Vous avez disputé aussi une bonne partie de ce match avec un maillot déchiré au cours d’un duel avec l’attaquant sud-africain LEBO Mothiba, de RC Strasbourg (France). Pourriez-vous nous en parler?

C’était sur une rentrée de touche. Je le marquais de très près. Il s’est mis à tirer mon maillot pour se défaire de mon marquage jusqu’à ce qu’il le déchire.

Les Éléphants perdent ensuite (1-0) leur deuxième match contre le Maroc, puis gagnent (4-1) leur troisième et dernier match de poule face à la Namibie. Ils éliminent ensuite le Mali en huitième de finale avant de tomber dans les tirs au but (1-1, puis 3 tirs au but à2) face à l’Algérie en quarts. Lequel de ces cinq matches a été le plus difficile pour vous?

C’est incontestablement celui que nous disputons en huitièmes de finale contre le Mali. J’étais fatigué vers la fin de la rencontre. Je devais défendre devant TRAORÉ Adama qui venait d’entrer en jeu à la place du capitaine Abdoulaye DIABY. TRAORÉ étant plus frais et me sentant fatigué m’a fait beaucoup courir. Mais j’ai su rester à la hauteur. Cette fin de match a été l’un des moments les plus difficiles pour moi.

Quel est votre meilleur souvenir de ces phases finales de la CAN 2019?

C’est notre premier match de poule contre l’Afrique du Sud. C’était aussi mon premier d’une phase finale de CAN et je le termine avec un maillot déchiré. Je conserverai précieusement ce maillot pour le montrer à mes enfants et petits-enfants et je leur dirai qu’il est celui de mon premier match d’un tournoi de la CAN, en 2019, en Égypte.

Quel accueil vous a-t-on réservé à votre retour à Abidjan?

Nous avons su, depuis l’Égypte, que les Ivoiriens nous soutenaient et priaient beaucoup pour nous. Depuis notre retour à Abidjan, tous ceux qui me reconnaissent me félicitent pour mes prestations et cela fait vraiment plaisir. Nous aurions voulu aller jusqu’en finale pour essayer de remporter la compétition et combler les Ivoiriens de joie. Nous essaierons de faire mieux en 2021.

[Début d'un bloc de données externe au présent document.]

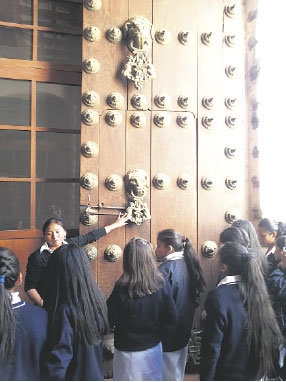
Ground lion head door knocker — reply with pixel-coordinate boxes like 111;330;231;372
125;169;151;225
122;16;156;90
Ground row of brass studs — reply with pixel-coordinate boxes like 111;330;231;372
80;172;193;191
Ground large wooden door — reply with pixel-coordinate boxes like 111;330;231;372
80;0;247;304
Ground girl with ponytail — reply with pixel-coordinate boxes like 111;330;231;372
200;242;283;380
0;247;47;380
155;229;205;381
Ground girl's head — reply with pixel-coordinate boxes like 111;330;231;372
44;244;108;344
118;237;165;298
219;227;250;247
156;229;205;292
42;218;67;250
0;247;22;360
155;229;186;260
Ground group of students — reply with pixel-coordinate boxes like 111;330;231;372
0;215;286;380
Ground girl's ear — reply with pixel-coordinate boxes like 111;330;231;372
15;272;23;286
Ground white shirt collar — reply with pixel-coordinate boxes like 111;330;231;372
217;275;241;287
164;251;184;261
40;241;68;253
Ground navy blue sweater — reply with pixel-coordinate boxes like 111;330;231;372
107;282;178;351
200;284;257;381
0;301;48;381
25;228;106;299
46;306;104;381
159;259;200;352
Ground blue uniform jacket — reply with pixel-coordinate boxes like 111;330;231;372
200;284;257;381
46;306;104;381
107;282;178;351
0;301;48;381
267;267;286;337
159;259;200;352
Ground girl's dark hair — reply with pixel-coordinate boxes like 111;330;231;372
44;244;108;345
258;218;286;237
232;219;268;276
157;229;206;292
42;218;65;235
275;235;286;251
117;237;165;298
219;242;283;379
0;247;20;361
219;227;250;247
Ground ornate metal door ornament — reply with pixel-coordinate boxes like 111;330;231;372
178;30;194;45
154;112;171;127
224;98;236;110
155;29;171;45
80;172;98;190
130;112;146;128
125;169;151;225
224;208;241;224
81;90;100;107
224;34;235;48
224;4;235;19
225;176;237;190
105;110;122;127
131;94;147;110
104;244;122;263
225;115;237;129
201;176;214;190
83;26;101;42
201;240;217;258
82;244;97;261
202;115;214;130
81;109;99;126
80;141;99;158
106;92;124;109
105;27;122;44
178;95;191;109
104;174;123;191
122;16;156;90
82;58;100;74
177;174;193;190
201;32;212;45
202;97;214;110
153;173;170;190
83;0;102;11
154;93;171;109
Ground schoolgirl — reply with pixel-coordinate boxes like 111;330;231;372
155;229;205;381
200;242;281;380
44;244;108;380
0;247;48;381
107;237;178;381
25;214;129;306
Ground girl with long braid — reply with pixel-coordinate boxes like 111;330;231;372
0;247;48;381
200;242;283;380
155;229;205;381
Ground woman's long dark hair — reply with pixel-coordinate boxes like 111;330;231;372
117;237;165;298
0;247;20;361
258;218;286;237
157;229;206;292
232;220;268;276
219;242;283;378
44;244;108;345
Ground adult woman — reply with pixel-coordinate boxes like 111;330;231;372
155;229;205;381
25;214;129;306
107;237;178;381
44;244;108;381
232;219;268;276
0;247;48;381
200;243;281;380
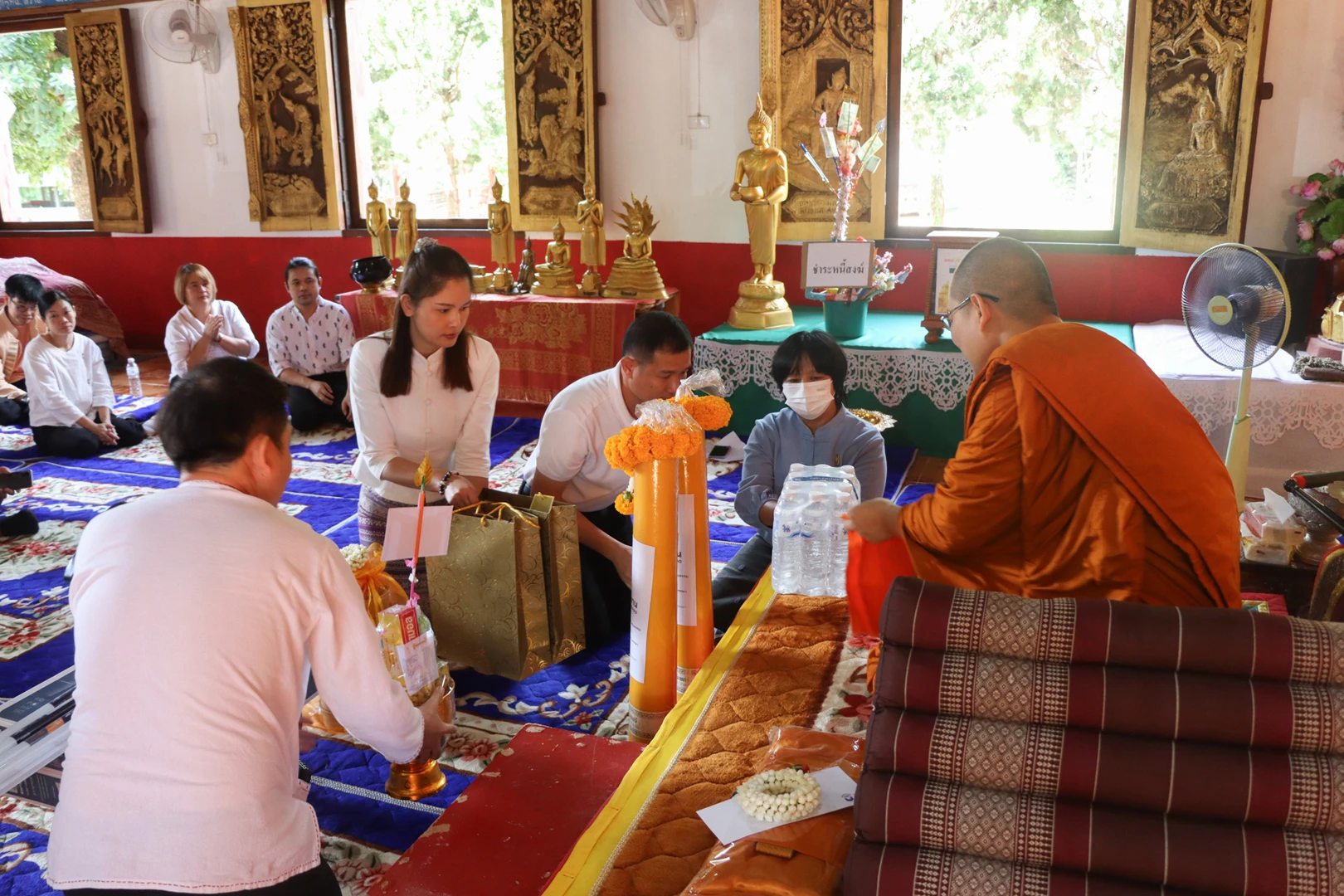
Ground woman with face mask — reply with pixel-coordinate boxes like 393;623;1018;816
713;330;887;631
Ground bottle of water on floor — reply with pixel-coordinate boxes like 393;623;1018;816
126;358;145;397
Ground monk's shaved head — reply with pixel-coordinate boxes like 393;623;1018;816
952;236;1059;323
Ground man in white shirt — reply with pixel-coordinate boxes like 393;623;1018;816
266;256;355;432
523;312;691;646
47;358;450;896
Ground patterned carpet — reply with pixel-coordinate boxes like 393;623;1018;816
0;399;911;896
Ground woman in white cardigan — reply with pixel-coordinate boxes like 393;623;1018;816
349;238;500;584
23;289;145;458
164;265;261;386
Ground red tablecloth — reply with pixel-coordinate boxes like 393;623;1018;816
470;295;650;406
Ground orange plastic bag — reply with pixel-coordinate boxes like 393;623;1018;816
683;727;864;896
844;532;915;635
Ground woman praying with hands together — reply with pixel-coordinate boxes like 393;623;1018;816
349;238;500;584
164;265;261;386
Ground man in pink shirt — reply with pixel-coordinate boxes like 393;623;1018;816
47;358;449;896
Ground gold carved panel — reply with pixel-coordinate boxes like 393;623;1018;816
1119;0;1269;252
66;9;150;234
504;0;597;232
228;0;340;230
763;0;889;239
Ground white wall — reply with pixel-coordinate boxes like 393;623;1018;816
1246;0;1344;249
113;0;1344;249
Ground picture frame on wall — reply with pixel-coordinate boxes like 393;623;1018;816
923;230;999;343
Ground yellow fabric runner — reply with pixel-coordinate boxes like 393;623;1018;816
542;571;774;896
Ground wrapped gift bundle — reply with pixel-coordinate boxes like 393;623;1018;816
481;489;585;662
426;501;553;681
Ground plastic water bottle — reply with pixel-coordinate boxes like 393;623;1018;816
126;358;145;397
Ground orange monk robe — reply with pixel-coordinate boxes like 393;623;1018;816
900;324;1240;607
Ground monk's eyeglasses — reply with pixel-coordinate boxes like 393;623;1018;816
938;293;999;330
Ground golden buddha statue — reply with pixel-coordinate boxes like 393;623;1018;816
602;196;668;299
578;180;606;295
533;222;578;295
364;182;392;258
397;180;419;265
728;94;793;329
485;178;516;295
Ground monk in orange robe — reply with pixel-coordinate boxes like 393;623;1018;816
850;238;1240;617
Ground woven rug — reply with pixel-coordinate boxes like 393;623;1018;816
0;397;913;896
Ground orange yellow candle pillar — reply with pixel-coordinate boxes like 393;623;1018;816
676;431;713;696
631;457;680;743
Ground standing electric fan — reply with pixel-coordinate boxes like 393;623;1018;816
1180;243;1289;509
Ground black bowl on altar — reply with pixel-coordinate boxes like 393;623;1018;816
349;256;392;291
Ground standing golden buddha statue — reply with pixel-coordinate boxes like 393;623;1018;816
364;182;392;260
602;196;668;299
485;178;516;295
578;180;606;295
397;180;419;266
533;222;575;295
728;94;793;329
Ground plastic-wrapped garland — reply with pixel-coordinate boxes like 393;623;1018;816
734;766;821;824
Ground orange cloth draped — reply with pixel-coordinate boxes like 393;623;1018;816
900;324;1240;607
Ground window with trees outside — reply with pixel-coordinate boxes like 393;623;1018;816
338;0;508;227
898;0;1129;234
0;28;93;227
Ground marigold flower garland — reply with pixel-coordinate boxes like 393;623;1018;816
734;766;821;824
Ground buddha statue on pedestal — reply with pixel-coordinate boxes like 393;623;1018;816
533;222;578;295
602;196;668;299
728;95;793;329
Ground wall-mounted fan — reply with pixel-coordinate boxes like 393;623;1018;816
635;0;695;41
141;0;219;72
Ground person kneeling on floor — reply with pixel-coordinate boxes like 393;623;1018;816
23;289;145;458
47;358;451;896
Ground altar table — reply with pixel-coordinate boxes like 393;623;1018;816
695;305;1133;457
1134;321;1344;499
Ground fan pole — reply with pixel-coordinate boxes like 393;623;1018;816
1225;352;1255;504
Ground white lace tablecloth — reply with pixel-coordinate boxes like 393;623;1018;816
695;338;975;411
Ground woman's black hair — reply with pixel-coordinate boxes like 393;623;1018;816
377;236;472;397
770;330;850;407
37;289;75;319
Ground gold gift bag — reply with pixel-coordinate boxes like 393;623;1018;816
481;489;586;662
425;501;551;681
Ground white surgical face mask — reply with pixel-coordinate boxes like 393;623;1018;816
783;376;835;421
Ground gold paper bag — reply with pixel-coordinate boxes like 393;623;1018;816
426;503;551;681
481;489;586;662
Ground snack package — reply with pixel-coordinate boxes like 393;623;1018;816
683;727;864;896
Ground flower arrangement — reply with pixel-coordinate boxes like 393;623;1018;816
1288;158;1344;262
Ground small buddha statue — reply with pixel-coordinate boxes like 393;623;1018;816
512;236;536;295
533;222;578;295
485;178;516;295
728;94;793;329
578;180;606;295
397;180;419;265
364;182;392;258
602;196;668;299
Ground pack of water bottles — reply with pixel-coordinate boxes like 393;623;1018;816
770;464;859;598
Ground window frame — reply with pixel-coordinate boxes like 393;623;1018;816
327;0;489;236
874;0;1138;247
0;13;98;236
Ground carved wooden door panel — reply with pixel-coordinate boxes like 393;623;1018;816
66;9;149;234
228;0;340;231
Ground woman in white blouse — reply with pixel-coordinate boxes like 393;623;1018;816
164;265;261;386
349;238;500;582
23;289;145;458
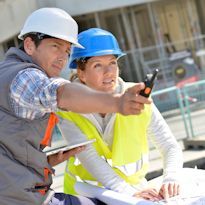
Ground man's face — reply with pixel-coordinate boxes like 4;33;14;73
25;38;71;77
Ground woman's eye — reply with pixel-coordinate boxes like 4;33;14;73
94;64;102;69
110;61;117;65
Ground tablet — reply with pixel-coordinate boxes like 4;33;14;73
46;139;96;155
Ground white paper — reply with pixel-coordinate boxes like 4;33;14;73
75;168;205;205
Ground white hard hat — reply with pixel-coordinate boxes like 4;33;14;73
18;8;83;48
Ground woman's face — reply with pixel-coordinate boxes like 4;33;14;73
78;55;119;92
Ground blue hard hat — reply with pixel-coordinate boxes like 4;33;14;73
68;28;125;69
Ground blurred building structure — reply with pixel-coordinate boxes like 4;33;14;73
0;0;205;89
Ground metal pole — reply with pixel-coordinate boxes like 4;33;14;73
120;8;142;81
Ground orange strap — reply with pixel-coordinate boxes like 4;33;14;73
41;113;59;146
44;167;53;181
38;189;48;196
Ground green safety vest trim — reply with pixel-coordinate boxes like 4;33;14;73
57;105;151;194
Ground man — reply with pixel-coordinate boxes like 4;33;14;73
0;8;150;205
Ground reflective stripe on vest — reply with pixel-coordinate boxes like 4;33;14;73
58;106;151;194
41;113;59;147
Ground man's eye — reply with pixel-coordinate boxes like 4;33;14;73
94;64;102;68
110;61;117;65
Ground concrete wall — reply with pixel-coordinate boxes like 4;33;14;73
38;0;159;16
0;0;38;43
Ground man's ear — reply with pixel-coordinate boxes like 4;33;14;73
23;37;36;56
77;69;85;83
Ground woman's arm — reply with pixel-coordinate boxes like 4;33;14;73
148;105;183;199
148;104;183;178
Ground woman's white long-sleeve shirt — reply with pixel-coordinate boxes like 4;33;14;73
61;79;183;196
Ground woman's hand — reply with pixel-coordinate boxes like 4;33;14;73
133;188;162;201
48;146;85;167
159;182;180;200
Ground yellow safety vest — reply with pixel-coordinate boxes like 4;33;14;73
58;105;151;194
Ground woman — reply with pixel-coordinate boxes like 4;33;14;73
59;28;183;201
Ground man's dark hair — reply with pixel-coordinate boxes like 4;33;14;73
19;33;54;51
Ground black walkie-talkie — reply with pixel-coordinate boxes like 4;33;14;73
140;69;159;98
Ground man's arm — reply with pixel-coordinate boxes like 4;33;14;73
57;83;151;115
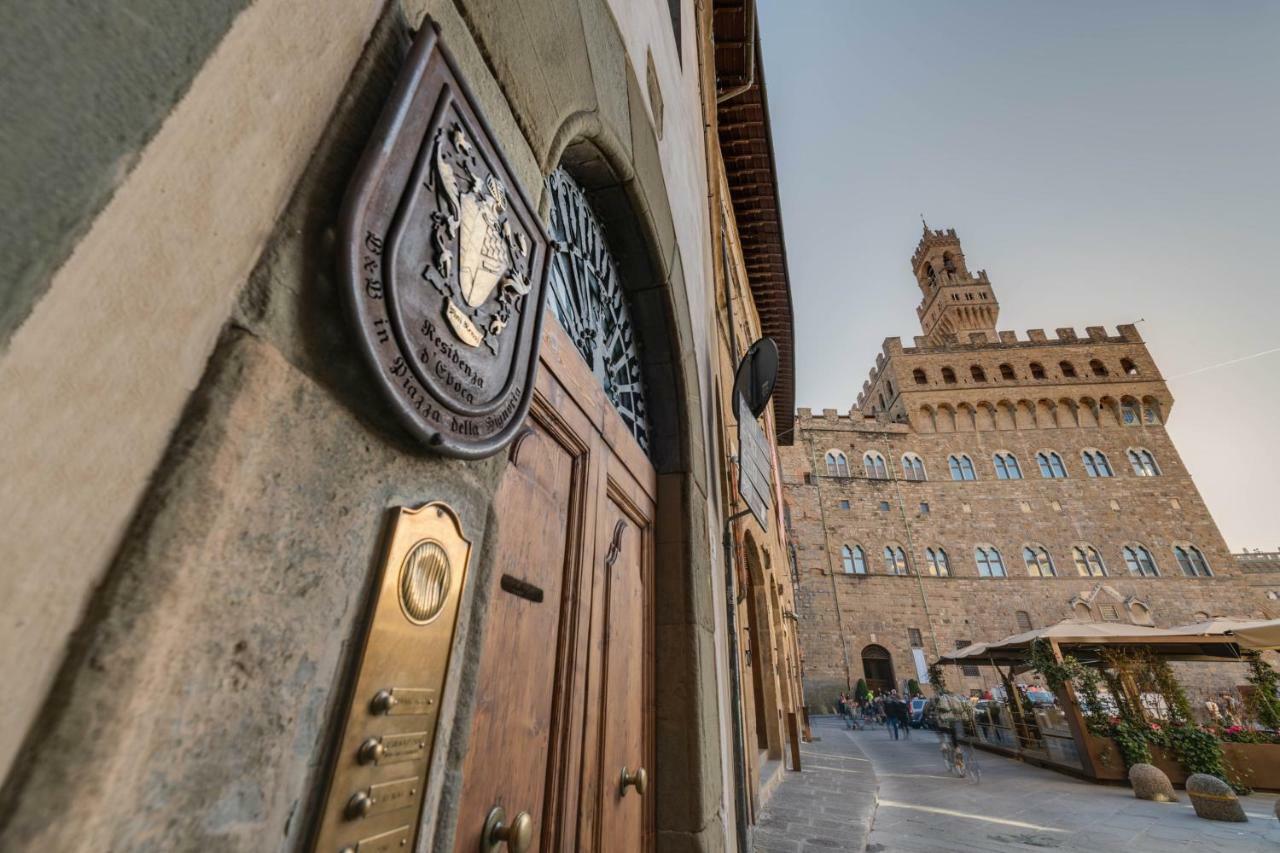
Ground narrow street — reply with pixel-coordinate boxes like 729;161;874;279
755;717;1280;853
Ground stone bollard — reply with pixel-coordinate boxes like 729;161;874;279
1129;765;1178;803
1187;774;1249;824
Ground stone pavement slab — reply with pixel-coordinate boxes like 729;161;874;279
754;717;876;853
849;729;1280;853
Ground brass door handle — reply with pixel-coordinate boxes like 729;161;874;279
620;767;649;797
480;806;534;853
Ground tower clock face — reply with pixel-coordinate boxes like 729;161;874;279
547;169;649;453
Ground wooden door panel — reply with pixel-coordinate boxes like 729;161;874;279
454;377;594;853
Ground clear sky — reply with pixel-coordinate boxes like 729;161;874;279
759;0;1280;549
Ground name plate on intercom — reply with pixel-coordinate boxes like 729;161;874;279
314;503;471;853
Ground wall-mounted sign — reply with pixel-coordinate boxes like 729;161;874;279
340;22;549;459
735;394;773;530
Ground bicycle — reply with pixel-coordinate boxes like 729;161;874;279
938;724;982;784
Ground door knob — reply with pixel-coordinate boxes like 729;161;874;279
480;806;534;853
620;767;649;797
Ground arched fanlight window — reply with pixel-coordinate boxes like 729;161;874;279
1080;451;1114;476
863;451;888;480
973;546;1005;578
1036;451;1066;480
947;455;978;480
884;546;906;575
992;453;1023;480
924;547;951;578
826;451;849;476
1128;447;1160;476
1023;546;1056;578
902;453;925;480
840;546;867;575
1124;544;1160;578
1071;546;1107;578
547;163;649;452
1174;546;1213;578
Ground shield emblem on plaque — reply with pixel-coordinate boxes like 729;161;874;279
342;24;549;459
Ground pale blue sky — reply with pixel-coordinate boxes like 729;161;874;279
759;0;1280;549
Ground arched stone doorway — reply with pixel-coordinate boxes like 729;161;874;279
863;643;897;693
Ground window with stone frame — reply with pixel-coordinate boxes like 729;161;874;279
840;544;867;575
947;453;978;480
924;546;951;578
1023;544;1057;578
992;451;1023;480
1121;544;1160;578
1071;544;1107;578
826;450;849;476
973;546;1006;578
1036;451;1066;480
1080;450;1115;476
1174;544;1213;578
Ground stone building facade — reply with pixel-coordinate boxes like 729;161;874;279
0;0;800;853
782;227;1277;707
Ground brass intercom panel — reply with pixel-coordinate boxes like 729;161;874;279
314;503;471;853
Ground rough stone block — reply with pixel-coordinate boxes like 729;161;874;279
1187;774;1249;824
1129;765;1178;803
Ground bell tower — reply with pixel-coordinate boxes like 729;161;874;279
911;220;1000;345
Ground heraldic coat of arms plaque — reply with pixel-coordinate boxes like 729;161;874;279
340;22;549;459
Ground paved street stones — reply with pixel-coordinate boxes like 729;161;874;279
1187;774;1249;822
1129;763;1178;803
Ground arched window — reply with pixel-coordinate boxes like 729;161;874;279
1129;447;1160;476
1174;546;1213;578
973;546;1005;578
993;453;1023;480
863;451;888;480
1080;451;1115;476
947;456;978;480
840;546;867;575
1036;451;1066;480
1124;544;1160;578
1023;546;1055;578
884;546;906;575
924;548;951;578
1071;546;1107;578
902;453;925;480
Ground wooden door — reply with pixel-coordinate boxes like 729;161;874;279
454;318;655;853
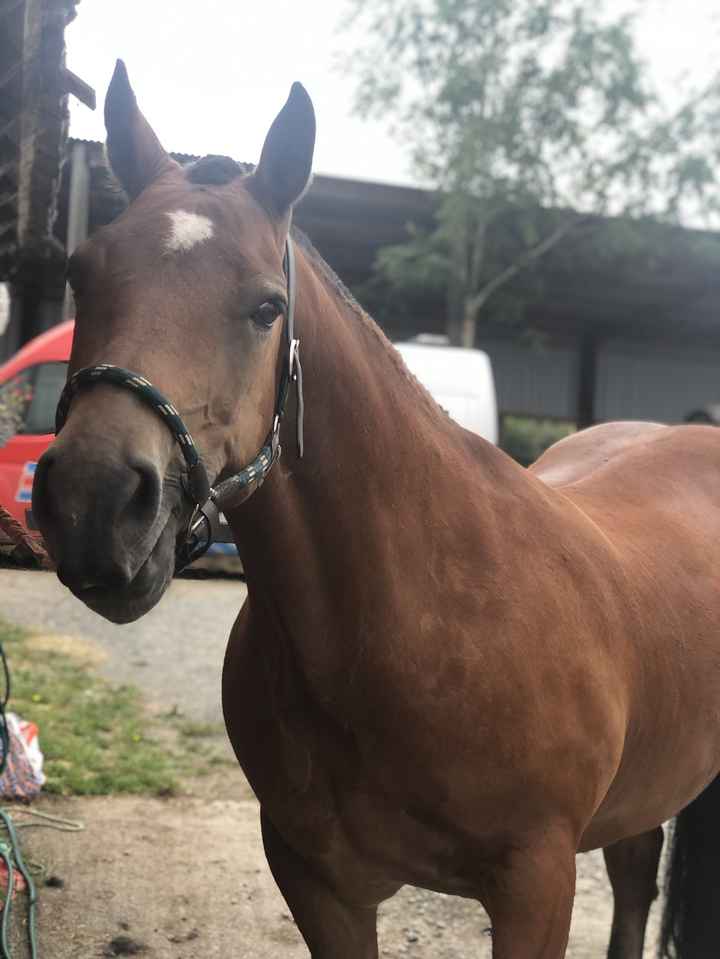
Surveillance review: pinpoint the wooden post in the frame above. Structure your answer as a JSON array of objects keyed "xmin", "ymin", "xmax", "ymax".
[{"xmin": 576, "ymin": 333, "xmax": 598, "ymax": 430}]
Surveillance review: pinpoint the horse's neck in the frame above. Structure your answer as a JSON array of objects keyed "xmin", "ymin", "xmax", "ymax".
[{"xmin": 229, "ymin": 248, "xmax": 520, "ymax": 673}]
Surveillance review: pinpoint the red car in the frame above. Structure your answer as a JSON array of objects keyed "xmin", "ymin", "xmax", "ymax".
[
  {"xmin": 0, "ymin": 320, "xmax": 75, "ymax": 529},
  {"xmin": 0, "ymin": 320, "xmax": 237, "ymax": 557}
]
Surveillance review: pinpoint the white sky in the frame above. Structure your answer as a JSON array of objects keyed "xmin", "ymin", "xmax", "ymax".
[{"xmin": 66, "ymin": 0, "xmax": 720, "ymax": 183}]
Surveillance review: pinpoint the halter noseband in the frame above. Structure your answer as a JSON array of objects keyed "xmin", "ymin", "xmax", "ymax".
[{"xmin": 55, "ymin": 235, "xmax": 304, "ymax": 572}]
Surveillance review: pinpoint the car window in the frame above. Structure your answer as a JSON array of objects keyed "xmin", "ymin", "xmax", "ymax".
[{"xmin": 0, "ymin": 363, "xmax": 67, "ymax": 445}]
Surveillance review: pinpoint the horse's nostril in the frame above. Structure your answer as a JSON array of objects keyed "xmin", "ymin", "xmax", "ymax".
[{"xmin": 32, "ymin": 448, "xmax": 55, "ymax": 518}]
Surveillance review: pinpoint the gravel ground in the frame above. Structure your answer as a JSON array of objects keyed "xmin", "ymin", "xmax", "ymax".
[{"xmin": 0, "ymin": 570, "xmax": 658, "ymax": 959}]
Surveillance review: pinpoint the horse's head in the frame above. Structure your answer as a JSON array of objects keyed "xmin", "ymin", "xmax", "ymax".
[{"xmin": 33, "ymin": 63, "xmax": 315, "ymax": 622}]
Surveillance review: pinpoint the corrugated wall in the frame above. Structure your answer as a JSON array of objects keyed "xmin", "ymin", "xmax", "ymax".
[{"xmin": 483, "ymin": 340, "xmax": 720, "ymax": 423}]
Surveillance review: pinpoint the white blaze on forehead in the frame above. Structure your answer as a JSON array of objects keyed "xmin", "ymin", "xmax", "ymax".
[{"xmin": 165, "ymin": 210, "xmax": 214, "ymax": 253}]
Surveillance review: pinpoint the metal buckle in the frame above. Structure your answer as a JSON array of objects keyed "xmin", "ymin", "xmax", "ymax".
[{"xmin": 288, "ymin": 339, "xmax": 300, "ymax": 382}]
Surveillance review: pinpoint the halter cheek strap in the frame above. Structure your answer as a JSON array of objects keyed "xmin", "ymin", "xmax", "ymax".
[{"xmin": 55, "ymin": 235, "xmax": 305, "ymax": 572}]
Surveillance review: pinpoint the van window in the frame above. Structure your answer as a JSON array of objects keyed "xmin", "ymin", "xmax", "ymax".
[{"xmin": 0, "ymin": 363, "xmax": 67, "ymax": 444}]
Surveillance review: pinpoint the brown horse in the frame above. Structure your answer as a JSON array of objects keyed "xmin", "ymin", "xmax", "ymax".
[{"xmin": 33, "ymin": 65, "xmax": 720, "ymax": 959}]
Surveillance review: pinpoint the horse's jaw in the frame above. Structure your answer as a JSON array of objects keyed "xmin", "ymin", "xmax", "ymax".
[{"xmin": 65, "ymin": 520, "xmax": 176, "ymax": 625}]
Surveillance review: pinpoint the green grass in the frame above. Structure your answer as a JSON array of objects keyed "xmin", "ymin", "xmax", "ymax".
[{"xmin": 0, "ymin": 621, "xmax": 215, "ymax": 796}]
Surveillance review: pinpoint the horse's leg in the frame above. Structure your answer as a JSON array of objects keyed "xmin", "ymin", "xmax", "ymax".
[
  {"xmin": 604, "ymin": 827, "xmax": 663, "ymax": 959},
  {"xmin": 481, "ymin": 839, "xmax": 575, "ymax": 959},
  {"xmin": 261, "ymin": 814, "xmax": 378, "ymax": 959}
]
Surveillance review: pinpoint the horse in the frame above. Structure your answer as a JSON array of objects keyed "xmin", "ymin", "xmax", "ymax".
[{"xmin": 33, "ymin": 62, "xmax": 720, "ymax": 959}]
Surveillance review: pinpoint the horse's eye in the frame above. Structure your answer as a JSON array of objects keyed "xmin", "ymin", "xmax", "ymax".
[{"xmin": 250, "ymin": 300, "xmax": 282, "ymax": 330}]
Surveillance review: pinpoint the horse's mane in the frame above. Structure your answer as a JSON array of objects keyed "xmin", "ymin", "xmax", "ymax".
[{"xmin": 292, "ymin": 226, "xmax": 450, "ymax": 420}]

Vous retrouvez votre équipe, l’ASEC Mimosas, avec un nouvel entraîneur et beaucoup de nouveaux joueurs…

Je suivais déjà l’actualité de l’ASEC Mimosas en Égypte. Je connais toutes les recrues que j’ai déjà vu jouer. Ce sont tous de très bons joueurs. L’entraîneur Julien CHEVALIER est un ancien technicien du club qui a été Responsable de la formation à l’Académie MimoSifcom. Je suis content de retrouver mes encadrants, mes coéquipiers et le cadre de Sol Béni pour participer activement à la préparation de la saison prochaine.